David was admitted to the Law Society of Ontario in 1981. He retired from the LSO in 2023. He was partner of Lang Michener LLP in Toronto from 1987 to 2011 when the firm merged with McMillan LLP, where he continued as a partner in Financial Services until retiring in 2022.

As a lawyer David’s experience has been diverse and includes corporate finance, mergers and acquisitions (domestic and international), corporate and commercial law, project finance and public-private partnerships. His practice included advising owners and minority shareholders of private companies, boards and general counsel of public corporations, banks (domestic and foreign) and other financial institutions in secured financings, Ontario government ministries, not-for-profit corporations, and private equity investors. 

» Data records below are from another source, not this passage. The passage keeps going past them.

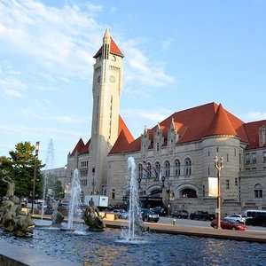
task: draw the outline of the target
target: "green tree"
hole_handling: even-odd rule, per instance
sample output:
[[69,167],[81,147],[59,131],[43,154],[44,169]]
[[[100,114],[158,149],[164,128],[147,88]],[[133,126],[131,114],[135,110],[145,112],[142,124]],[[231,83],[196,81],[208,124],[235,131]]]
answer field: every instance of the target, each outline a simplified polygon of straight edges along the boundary
[[[9,153],[5,173],[15,182],[15,194],[19,197],[31,198],[33,191],[33,178],[35,167],[36,167],[36,180],[40,180],[40,169],[43,167],[35,153],[35,145],[30,142],[19,143],[14,151]],[[35,195],[40,193],[41,187],[38,183],[35,186]]]
[[11,160],[5,157],[0,157],[0,197],[6,194],[6,184],[2,181],[2,178],[5,176],[9,176],[12,170]]

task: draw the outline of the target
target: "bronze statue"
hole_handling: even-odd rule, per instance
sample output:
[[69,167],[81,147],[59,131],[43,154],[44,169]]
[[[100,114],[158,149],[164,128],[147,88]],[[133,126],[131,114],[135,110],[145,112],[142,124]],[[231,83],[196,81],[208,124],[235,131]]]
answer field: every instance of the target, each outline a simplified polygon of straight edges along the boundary
[[7,184],[6,197],[10,198],[14,196],[15,184],[13,180],[10,176],[6,176],[2,178],[2,181]]
[[15,184],[9,176],[2,179],[8,184],[6,196],[0,204],[0,227],[12,231],[17,237],[25,237],[33,233],[34,222],[31,215],[22,211],[20,198],[14,196]]
[[84,214],[84,222],[92,231],[104,231],[106,224],[103,219],[106,217],[99,215],[98,207],[94,205],[94,201],[91,199],[89,202],[89,206],[86,207]]

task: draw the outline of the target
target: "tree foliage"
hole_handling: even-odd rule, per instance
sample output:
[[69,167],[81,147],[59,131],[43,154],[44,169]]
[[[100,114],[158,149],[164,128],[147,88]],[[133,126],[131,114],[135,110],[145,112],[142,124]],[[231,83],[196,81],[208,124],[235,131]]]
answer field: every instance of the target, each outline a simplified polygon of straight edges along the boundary
[[[35,149],[35,145],[32,145],[30,142],[20,142],[16,145],[14,151],[9,152],[9,158],[0,158],[2,162],[1,176],[9,176],[14,180],[15,194],[19,197],[31,198],[35,168],[36,169],[36,181],[41,179],[40,170],[43,165],[38,160]],[[1,188],[4,187],[4,190],[0,192],[3,196],[5,195],[6,187],[2,184]],[[36,182],[35,195],[40,192],[40,184]]]

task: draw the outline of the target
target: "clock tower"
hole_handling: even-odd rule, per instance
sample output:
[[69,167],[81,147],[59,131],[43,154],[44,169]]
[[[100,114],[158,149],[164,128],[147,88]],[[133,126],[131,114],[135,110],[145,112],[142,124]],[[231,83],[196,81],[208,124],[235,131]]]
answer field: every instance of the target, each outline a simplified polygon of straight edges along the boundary
[[123,54],[112,39],[108,28],[103,38],[103,45],[94,58],[96,63],[92,86],[93,109],[89,149],[89,180],[91,180],[95,191],[102,194],[105,192],[106,184],[106,156],[119,132],[123,59]]

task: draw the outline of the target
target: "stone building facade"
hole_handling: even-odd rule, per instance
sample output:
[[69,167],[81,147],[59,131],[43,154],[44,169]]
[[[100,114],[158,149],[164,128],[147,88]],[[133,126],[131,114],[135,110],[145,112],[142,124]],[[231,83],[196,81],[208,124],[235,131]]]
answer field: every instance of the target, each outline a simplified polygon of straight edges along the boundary
[[224,165],[222,214],[266,209],[266,120],[245,123],[221,104],[207,103],[176,112],[134,139],[119,115],[123,55],[108,30],[94,58],[91,137],[86,144],[80,139],[67,157],[67,178],[77,168],[84,195],[125,203],[133,157],[144,206],[214,213],[208,177],[217,176],[218,156]]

Board Experience: David is a former Chair of the board of directors of Toronto Rehabilitation Institute (the successor to Lyndhurst Spinal Cord Centre and now part of University Health Network) and served as a board trustee of the Hospitals of Ontario Pension Plan (now known as Healthcare of Ontario Pension Plan). He has been a director of various private companies in multiple industries and has served as a director of a reporting issuer in the oil and gas sector.

Scope: David’s experience with business clients has included project management, strategic planning, restructurings, dispute resolution, proxy solicitations and advising on executive compensation and pensions. 

Formal education: economics and political science at Western University (Hons BA ’76) followed by law at University of Toronto (LLB ’79).